UF was one of four schools that applied for a grant and was accepted to participate in the international summer program. There are more than 30 universities and colleges with animal science or equine science programs that compete for the grant funding.
The UF students who participated were selected through an on-campus application process; they were selected as much for their abilities as for their diversity in areas of expertise, allowing them to better teach at the camps where they were assigned. The Findlay group was able to tailor each camp to the participants’ interests.
“As an educator, the most significant and exciting part of this clinic program for me is watching the students from our university share the wealth of knowledge that they have gained here from our equine program, hearing them express the theories with such confidence that the faculty have attempted to teach them over the years, and especially seeing the excitement in their eyes when they see it all coming together with people and horses from very different cultures and languages,” said O’Brien.

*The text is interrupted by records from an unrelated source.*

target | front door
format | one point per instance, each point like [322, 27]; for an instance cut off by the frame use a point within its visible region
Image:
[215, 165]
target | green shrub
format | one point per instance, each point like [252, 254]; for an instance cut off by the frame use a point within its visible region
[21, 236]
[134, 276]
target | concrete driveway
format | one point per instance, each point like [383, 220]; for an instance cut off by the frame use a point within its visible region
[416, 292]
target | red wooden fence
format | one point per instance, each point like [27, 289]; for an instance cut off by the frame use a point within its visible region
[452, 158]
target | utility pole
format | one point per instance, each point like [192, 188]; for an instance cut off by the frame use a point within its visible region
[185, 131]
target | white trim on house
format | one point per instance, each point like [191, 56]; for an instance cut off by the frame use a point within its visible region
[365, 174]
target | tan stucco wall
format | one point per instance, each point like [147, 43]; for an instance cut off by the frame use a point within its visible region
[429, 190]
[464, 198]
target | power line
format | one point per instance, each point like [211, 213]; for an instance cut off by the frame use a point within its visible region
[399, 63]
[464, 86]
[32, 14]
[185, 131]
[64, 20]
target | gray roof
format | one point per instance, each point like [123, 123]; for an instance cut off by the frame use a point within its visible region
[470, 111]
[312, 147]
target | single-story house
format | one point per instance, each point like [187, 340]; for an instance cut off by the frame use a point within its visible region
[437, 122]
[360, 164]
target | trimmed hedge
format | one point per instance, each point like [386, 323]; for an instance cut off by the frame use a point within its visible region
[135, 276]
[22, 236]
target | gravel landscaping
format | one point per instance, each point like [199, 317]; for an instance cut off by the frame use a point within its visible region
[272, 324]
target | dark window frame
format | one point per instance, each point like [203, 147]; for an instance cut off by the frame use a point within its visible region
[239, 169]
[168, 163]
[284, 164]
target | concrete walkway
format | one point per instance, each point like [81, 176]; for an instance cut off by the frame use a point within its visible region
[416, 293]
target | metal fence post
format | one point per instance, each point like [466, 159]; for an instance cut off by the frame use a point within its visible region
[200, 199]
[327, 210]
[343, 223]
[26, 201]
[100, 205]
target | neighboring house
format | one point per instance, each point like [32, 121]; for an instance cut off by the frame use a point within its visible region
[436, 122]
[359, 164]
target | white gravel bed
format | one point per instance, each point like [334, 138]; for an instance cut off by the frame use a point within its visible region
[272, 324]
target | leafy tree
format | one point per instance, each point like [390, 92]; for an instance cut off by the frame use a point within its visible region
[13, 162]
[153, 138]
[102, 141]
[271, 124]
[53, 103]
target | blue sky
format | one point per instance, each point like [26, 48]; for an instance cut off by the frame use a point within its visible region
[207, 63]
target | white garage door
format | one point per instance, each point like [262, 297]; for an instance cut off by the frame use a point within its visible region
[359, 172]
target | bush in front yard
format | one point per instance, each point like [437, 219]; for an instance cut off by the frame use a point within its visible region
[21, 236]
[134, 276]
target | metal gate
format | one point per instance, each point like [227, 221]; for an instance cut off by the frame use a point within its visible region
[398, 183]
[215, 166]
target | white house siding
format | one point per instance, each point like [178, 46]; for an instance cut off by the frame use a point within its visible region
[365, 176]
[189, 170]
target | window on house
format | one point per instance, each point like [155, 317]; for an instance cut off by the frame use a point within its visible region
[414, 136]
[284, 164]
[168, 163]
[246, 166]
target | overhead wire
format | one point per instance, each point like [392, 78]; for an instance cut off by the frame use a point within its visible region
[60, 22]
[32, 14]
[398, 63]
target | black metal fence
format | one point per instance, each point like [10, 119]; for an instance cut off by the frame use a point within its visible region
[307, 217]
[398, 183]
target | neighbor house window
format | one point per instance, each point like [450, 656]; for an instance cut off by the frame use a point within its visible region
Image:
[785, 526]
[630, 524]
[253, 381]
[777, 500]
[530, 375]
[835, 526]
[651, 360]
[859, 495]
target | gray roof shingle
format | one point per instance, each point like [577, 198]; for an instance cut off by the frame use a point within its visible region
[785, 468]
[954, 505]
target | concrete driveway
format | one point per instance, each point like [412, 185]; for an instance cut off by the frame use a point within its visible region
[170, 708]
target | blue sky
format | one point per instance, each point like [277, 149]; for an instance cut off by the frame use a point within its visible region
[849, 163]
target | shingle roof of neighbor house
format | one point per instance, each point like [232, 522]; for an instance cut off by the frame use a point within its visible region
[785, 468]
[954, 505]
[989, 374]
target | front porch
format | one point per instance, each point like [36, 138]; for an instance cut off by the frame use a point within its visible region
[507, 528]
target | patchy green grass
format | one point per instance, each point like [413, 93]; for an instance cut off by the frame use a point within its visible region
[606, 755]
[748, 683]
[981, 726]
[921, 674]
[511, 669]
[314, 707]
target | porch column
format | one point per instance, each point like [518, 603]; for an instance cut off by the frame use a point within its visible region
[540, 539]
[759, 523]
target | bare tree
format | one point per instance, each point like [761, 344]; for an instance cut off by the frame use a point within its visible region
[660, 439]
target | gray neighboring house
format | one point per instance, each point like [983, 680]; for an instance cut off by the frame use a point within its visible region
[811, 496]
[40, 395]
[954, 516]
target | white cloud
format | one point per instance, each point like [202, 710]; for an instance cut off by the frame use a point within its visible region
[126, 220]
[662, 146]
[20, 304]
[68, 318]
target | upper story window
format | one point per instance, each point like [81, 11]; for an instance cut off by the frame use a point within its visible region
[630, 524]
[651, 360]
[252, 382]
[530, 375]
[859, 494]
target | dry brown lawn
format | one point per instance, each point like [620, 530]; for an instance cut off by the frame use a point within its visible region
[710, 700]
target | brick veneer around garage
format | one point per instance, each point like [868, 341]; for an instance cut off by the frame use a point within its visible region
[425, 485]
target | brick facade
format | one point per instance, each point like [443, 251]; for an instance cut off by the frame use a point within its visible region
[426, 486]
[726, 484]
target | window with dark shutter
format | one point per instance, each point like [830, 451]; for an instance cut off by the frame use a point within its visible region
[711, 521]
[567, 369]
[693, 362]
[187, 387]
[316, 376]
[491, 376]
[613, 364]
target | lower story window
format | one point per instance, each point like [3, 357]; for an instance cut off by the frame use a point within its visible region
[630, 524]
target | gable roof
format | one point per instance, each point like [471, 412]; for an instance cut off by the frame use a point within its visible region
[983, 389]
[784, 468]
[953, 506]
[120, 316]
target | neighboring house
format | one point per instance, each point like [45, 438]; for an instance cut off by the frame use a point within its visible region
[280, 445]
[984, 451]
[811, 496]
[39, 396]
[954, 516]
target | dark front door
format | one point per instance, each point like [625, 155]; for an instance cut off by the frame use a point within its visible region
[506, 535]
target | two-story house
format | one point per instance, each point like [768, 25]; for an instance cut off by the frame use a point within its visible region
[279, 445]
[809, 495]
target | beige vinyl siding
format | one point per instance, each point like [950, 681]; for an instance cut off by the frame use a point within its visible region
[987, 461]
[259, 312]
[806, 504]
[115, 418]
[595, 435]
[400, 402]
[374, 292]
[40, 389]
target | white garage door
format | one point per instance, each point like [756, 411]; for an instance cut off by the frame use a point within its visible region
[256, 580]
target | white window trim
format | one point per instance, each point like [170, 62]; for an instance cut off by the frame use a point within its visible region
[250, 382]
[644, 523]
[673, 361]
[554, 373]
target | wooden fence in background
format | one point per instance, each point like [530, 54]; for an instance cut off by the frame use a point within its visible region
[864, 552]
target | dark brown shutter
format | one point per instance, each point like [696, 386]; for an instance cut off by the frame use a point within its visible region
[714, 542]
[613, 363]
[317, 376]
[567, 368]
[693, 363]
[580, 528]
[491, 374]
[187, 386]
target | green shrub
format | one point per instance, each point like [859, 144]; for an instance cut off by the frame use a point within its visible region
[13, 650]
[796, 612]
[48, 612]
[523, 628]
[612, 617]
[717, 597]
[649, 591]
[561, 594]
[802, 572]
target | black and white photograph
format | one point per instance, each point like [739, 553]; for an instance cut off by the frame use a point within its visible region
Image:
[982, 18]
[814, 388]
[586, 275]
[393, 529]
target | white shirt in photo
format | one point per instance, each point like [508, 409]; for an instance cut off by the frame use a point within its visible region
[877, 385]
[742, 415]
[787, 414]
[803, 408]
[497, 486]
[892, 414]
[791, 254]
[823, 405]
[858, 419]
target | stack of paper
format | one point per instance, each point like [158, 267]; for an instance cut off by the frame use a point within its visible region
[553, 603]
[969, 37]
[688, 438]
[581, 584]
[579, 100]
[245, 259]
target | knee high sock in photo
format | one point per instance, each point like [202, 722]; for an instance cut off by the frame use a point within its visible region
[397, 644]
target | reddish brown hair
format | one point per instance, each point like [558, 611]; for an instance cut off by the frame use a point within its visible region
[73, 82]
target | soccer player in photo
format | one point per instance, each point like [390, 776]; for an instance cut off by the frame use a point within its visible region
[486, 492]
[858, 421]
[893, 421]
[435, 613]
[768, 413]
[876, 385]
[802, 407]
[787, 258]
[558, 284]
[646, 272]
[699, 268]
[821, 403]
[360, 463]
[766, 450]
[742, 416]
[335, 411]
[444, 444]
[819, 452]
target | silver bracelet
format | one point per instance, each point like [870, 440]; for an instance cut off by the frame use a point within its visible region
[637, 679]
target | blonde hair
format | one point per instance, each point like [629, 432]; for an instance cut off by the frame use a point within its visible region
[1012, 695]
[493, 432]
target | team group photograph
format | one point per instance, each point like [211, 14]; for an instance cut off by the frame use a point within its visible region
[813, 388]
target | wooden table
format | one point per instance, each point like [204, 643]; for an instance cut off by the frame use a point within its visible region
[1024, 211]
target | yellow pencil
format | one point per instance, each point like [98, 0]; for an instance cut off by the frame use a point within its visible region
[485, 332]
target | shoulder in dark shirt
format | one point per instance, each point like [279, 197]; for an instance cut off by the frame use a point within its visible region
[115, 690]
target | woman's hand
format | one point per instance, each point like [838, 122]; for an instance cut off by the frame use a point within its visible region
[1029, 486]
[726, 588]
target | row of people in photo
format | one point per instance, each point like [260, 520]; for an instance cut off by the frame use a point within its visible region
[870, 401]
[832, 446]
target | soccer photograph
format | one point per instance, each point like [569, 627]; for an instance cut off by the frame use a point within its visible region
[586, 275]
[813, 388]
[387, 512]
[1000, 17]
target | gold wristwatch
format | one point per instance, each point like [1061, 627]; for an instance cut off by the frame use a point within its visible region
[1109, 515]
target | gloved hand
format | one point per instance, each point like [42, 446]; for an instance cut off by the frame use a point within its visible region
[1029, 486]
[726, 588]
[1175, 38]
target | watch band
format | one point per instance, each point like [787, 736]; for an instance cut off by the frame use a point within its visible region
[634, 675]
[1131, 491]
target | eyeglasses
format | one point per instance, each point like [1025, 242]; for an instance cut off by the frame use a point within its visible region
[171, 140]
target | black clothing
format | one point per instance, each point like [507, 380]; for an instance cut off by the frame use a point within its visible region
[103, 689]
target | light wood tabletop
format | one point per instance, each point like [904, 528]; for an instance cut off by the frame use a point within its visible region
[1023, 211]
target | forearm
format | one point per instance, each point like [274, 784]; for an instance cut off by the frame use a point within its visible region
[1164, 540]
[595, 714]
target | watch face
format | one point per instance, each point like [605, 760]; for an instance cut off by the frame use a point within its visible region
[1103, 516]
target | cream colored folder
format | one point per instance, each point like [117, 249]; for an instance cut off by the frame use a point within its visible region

Recent graduate Sarah Glantz and seniors Heather Turner (Randolph, N.J.), Natalie Cooley (Bryan, Ohio) and Makena Lawrence (Santa Fe, N.M.), along with O’Brien, taught camps in Austria, Czech Republic, Netherlands and Denmark.
“I think the most rewarding part of the clinics was teaching and seeing someone, who didn’t speak English very well, really catch on to a technique that you were trying to teach them. You finally figured out how to cross the language barrier, and it was exciting!” said Lawrence. “It was fun to see how excited they were and how quickly their horse would response when they changed their training methods.”
Though the majority of the participants spoke English, translators were available and helpful especially when more intricate training concepts were discussed. The camps hosted riders of all ages – from children to adults.
The experience was a confidence builder for Lawrence, as well, “to see what I learned at UF, that I understood it well enough to teach other people.”
“People were so amazed at what our program had to offer, and they don’t have anything like that over there,” said Lawrence. “I was so grateful for the opportunity, and I learned so much. You go to teach, but you learn just as much.”